The classic Breakthrough scenario is a case in point. I don’t know how many times I’ve run this for people where their first instinct is to run all of their G.E.V.s up the river, through the lake, back onto land and then off the board. Ever since my son demonstrated to me how an infantry unit could overrun multiple units if they’re foolish enough to park next to them, there’s been a nasty surprise waiting for the next person to try it. I couldn’t conceive just how nasty a few infantry units could really be until my opponents got bogged down at the swamp and river area surrounding the bottleneck point where the clear terrain and the lake meet. It was a bloodbath!
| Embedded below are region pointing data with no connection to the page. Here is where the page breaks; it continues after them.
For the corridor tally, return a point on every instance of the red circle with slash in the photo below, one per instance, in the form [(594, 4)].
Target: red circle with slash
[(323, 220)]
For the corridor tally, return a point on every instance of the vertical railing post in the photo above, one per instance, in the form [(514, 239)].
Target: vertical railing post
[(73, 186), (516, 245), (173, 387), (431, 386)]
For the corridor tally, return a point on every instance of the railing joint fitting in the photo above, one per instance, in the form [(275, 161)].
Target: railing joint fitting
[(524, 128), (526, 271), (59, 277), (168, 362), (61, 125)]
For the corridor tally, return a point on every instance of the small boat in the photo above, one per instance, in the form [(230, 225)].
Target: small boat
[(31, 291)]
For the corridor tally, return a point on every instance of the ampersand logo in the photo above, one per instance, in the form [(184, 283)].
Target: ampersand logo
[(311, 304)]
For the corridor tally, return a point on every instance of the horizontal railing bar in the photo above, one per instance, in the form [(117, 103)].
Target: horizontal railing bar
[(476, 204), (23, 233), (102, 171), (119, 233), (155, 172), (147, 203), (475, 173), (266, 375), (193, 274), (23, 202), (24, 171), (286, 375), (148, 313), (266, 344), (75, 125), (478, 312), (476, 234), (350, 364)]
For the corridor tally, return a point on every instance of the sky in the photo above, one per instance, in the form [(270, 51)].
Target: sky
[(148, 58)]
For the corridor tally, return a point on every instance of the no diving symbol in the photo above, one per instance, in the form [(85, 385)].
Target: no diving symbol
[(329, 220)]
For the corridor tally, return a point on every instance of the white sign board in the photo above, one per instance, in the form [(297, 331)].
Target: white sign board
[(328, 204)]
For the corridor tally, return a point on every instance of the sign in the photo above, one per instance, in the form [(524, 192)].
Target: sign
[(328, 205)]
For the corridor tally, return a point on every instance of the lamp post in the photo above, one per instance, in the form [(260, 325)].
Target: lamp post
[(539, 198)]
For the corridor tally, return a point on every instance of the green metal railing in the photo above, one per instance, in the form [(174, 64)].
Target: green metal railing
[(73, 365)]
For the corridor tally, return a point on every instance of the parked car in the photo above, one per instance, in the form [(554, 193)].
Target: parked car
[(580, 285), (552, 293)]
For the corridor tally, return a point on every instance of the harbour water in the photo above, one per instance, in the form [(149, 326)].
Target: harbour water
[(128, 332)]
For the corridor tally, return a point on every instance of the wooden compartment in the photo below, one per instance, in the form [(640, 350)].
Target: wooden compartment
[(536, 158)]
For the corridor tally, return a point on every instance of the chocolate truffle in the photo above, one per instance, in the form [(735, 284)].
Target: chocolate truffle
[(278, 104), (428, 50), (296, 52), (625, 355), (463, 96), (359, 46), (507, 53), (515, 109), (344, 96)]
This is one of those epiphanies that can transform the way a game is played. In this case, we saw not only how much a couple of infantry squads could do, but also the extent to which the rivers and water boundaries can neutralize the G.E.V.’s movement advantage. We saw how the G.E.V.s tended to get in each other’s way if they concentrated themselves all in the same lane. We saw how the G.E.V.s can’t just make a break for it, but really have to fight a little before they can attempt to leave the board.

The next game was completely different. The G.E.V.s went from being rabbits to a being a weapon. Flying eggshells, yes. But still a weapon. The G.E.V.s ignored the water hexed and spread out into a line, forcing the defense to take return fire if they wanted to deal out some hurt of their own. Most important, the entire battlefield blossomed into significant activity. The outcomes of the various sectors could all play out in different ways… and the composite picture they produced was anything but static.

I love this game.

It’s been almost forty years and it still has secrets to unlock. And the true genius of its design won’t be apparent after five plays. Or even fifty. If you don’t already own a copy, you need to get one. And if you do… you really ought to take it down off the shelf and put it back into play. It’s still one of the best games in existence.

One Comment
  • GEV is wonderful fun, and capable of extension in amazing ways. I just played the “Salvage” scenario with a couple of new players and they made me work my ass off for a tie.